While Anaheim is a relatively small city, police may have also loaned out the device to other Orange County municipalities. As a result, the program "potentially affects the privacy of everyone from Orange County's 3 million residents to the 16 million people who visit Disneyland every year [and] shows the dangers of allowing law enforcement to secretly acquire surveillance technology," says ACLU policy attorney Matt Cagle.

The systems overpower regular cellphone towers, so they can potentially disrupt regular mobile networks. "Until now, the only reported domestic use of these powerful devices was by the federal government and the cities of Los Angeles and Chicago," according to Cagle. However, the CIA recently gave local law enforcement agencies permission to use the devices. The city also bought a Stingray system (above) in 2011, and may have purchased a hand-held device called a Jugular, which allows officers to surreptitiously intercept LTE signals inside buildings.

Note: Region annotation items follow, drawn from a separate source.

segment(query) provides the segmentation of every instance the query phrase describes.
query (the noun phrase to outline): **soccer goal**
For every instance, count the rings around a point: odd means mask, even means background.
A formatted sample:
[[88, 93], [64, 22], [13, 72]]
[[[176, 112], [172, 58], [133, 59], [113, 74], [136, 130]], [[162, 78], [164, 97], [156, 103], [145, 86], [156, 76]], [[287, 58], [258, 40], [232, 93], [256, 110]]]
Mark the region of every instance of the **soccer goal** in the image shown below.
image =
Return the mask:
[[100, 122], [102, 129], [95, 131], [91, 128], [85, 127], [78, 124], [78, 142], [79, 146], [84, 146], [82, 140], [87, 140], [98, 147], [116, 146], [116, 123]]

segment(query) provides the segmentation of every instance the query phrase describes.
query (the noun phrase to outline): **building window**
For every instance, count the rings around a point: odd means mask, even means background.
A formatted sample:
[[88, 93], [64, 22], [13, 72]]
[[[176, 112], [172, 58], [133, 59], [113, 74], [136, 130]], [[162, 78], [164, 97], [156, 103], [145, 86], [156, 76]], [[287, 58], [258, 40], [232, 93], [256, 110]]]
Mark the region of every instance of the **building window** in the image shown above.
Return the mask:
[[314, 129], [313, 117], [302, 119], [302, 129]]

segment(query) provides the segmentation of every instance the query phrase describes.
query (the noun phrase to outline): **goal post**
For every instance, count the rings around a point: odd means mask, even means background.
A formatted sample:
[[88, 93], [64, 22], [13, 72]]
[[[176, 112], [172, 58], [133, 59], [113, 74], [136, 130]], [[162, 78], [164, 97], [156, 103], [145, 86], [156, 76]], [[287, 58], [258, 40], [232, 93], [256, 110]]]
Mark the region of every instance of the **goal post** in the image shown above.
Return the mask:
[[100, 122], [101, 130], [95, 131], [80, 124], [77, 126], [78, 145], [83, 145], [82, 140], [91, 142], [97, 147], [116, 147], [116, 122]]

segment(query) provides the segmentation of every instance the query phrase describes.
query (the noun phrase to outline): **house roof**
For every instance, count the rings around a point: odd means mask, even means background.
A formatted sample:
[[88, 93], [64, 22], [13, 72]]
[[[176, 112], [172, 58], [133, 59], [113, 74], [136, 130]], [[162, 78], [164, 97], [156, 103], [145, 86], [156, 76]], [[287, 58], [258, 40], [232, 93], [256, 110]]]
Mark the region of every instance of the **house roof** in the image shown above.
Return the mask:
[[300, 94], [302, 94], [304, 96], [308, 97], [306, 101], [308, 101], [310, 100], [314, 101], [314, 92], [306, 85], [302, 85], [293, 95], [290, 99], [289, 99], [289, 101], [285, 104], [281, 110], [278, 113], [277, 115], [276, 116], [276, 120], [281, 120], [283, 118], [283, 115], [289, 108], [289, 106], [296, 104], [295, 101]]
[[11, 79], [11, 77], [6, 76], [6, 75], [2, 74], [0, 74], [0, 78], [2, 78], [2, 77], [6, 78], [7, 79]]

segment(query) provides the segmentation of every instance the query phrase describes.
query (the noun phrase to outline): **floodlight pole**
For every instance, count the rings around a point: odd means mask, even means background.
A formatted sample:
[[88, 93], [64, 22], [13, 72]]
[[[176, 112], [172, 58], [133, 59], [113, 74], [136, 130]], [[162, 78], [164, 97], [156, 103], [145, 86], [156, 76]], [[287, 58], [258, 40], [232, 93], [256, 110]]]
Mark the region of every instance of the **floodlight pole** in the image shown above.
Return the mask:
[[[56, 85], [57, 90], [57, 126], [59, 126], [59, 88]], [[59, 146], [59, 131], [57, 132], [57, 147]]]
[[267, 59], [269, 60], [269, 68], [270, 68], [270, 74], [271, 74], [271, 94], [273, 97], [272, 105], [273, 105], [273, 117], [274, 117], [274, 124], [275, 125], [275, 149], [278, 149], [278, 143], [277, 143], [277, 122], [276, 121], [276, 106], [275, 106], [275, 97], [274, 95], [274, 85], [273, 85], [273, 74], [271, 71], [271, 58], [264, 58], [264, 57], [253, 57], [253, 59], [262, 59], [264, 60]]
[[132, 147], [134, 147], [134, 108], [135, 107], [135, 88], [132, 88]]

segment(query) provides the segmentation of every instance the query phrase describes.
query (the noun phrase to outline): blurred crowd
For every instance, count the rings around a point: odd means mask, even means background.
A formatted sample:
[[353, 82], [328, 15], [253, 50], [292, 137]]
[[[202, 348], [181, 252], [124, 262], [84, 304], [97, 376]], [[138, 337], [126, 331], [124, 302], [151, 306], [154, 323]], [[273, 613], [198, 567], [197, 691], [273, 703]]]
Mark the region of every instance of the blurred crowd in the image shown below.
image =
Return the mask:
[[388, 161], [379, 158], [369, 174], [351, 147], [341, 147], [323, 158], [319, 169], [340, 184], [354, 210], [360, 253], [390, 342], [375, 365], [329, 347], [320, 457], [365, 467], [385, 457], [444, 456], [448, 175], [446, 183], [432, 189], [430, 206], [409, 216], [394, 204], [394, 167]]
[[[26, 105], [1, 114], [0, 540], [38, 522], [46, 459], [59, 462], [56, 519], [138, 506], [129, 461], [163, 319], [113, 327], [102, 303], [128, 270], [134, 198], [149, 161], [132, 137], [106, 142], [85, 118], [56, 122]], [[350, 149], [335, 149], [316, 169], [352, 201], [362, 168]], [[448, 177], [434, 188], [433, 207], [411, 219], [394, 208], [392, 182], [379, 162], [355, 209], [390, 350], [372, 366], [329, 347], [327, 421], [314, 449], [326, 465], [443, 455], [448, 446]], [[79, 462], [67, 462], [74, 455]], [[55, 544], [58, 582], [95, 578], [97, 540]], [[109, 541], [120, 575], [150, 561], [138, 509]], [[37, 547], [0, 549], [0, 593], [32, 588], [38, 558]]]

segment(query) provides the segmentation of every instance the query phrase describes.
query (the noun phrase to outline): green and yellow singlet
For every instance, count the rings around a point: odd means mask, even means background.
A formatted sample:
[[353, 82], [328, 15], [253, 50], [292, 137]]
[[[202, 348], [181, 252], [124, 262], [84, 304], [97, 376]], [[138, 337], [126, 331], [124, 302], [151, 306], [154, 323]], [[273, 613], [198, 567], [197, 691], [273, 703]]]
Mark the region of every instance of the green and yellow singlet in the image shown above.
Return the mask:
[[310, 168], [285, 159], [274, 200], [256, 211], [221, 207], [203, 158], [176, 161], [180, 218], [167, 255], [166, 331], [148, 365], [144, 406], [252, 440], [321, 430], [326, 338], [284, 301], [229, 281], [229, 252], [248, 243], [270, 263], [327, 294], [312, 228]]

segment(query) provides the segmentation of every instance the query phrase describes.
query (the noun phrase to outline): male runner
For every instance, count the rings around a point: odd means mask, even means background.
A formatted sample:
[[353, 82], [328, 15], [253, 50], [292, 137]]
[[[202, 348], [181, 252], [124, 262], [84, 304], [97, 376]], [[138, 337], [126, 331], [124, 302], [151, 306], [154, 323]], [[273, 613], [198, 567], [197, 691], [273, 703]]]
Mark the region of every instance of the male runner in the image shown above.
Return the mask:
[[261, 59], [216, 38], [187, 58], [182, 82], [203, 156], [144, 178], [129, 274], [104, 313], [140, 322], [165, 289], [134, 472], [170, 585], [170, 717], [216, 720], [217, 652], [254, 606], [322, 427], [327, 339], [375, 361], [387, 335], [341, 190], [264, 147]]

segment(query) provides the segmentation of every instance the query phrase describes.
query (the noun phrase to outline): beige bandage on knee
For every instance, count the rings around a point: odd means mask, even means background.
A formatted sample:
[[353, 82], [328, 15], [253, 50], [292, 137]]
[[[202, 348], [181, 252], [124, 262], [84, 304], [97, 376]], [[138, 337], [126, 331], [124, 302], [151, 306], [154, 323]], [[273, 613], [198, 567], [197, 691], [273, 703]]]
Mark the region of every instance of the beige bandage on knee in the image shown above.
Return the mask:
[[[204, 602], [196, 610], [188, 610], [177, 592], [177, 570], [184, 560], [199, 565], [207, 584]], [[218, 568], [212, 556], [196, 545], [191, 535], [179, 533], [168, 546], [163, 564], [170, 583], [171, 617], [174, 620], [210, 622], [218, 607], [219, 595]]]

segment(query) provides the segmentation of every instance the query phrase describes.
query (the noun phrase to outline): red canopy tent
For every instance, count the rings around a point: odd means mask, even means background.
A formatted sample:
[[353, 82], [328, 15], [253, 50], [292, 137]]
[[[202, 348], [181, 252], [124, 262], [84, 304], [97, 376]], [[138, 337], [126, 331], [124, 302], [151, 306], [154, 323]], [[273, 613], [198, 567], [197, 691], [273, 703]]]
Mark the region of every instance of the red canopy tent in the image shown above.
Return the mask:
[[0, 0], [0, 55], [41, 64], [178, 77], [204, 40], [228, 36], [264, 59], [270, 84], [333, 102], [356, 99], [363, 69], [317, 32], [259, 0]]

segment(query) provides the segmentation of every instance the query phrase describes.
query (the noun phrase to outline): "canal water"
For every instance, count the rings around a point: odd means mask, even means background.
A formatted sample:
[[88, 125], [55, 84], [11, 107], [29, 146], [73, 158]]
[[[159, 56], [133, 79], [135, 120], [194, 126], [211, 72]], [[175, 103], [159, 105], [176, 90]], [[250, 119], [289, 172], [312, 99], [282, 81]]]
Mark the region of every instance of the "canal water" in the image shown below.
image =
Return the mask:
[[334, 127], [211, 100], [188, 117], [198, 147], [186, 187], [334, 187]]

The ACLU noted that Anaheim police have been very cagey about the use of the devices, saying "the secretive use of this equipment outside of Anaheim means the police not only deprived its own residents of the opportunity to debate or choose whether to be subjected to cell phone surveillance." Last month, the US Department of Justice said that Federal law enforcement agencies need a warrant to use the devices, and the IRS said it will also require warrants. However, the ACLU was forced to sue the city of Anaheim in order get the surveillance documents, and even then, they were heavily redacted.